We note that in the ant colony algorithm, ants can volatilize a kind of chemical odour called pheromone when they encounter each other or in the process of seeking their fellows. Enlightened by this fact, we first apply weights of rejection and acceptance between the objects to form a complete digraph in which the vertexes represent the objects and the initial weight of each edge between vertexes is the weights of acceptance between the objects. The novel clustering process by artificial ants is illustrated in Fig. 1, 2, 3 and 4, during the process, the pheromone on each edge of the digraph will be updated with the artificial ants' adaptive movements, and some adaptive strategies are also presented to speed up the clustering progress.
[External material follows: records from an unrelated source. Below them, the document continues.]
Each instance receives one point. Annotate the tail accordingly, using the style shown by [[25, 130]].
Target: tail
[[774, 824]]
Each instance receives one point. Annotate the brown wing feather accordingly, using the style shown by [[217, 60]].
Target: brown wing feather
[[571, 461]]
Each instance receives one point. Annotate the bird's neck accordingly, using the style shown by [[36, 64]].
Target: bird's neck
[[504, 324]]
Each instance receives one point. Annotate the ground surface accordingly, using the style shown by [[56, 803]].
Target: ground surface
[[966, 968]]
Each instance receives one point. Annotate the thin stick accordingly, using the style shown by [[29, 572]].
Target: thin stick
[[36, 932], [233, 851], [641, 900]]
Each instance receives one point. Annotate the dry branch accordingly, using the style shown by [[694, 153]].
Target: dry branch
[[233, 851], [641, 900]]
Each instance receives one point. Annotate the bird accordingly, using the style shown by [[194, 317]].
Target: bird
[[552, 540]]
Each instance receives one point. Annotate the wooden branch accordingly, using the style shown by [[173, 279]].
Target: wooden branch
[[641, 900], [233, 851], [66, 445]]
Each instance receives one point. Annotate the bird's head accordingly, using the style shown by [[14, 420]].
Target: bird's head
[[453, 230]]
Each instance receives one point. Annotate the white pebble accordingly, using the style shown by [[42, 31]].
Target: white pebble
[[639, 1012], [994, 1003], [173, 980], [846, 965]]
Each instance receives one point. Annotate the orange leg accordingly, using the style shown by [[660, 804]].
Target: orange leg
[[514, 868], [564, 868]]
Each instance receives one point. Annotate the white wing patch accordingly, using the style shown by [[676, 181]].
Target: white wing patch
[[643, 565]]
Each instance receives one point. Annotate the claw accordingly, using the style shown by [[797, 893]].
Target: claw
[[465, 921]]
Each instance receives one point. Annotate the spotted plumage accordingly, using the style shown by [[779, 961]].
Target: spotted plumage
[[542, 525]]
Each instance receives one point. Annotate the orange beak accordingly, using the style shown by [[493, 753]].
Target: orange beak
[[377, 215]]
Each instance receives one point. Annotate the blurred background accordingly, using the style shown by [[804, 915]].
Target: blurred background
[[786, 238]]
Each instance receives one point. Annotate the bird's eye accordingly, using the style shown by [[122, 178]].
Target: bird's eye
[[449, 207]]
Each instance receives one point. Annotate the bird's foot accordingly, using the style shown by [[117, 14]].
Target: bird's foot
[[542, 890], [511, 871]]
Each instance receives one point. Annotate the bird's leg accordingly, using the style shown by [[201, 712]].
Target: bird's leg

Finally the clusters got by the ants are used to progressively construct the phylogenetic trees.

Results

Constructing a specific digraph for the objects

Ants can volatilize a kind of chemical odour called pheromone when they encounter each other or in the process of seeking their fellows. Based on this kind of odour, ants will naturally attract those who have similar features and repel those that are different. In this paper, artificial ants were set to travel on the graph and deposits pheromone on the edges they passed. As showed in Fig. 1 and Fig. 2, in each step, the artificial ant selects the next vertex according to the acceptance weight in digraph and some heuristic information. The pheromone on each edge of the digraph will be updated with the artificial ants' adaptive movements, and some adaptive strategies are also presented to speed up the clustering progress.

Strong component analysis

The more similar the objects are, the higher the quantity of pheromone may be deposited on the edge between their vertexes. To make full use of the quantity of pheromone on each edge, we omit some connections whose pheromone value is less than a certain threshold to get a new digraph, and the strong connected components of the new digraph forms the finial clusters. This way, the initial objects are separated into a few clusters by the ant sub-colony. Finally these clusters obtained by the ants are used to construct the phylogenetic trees progressively.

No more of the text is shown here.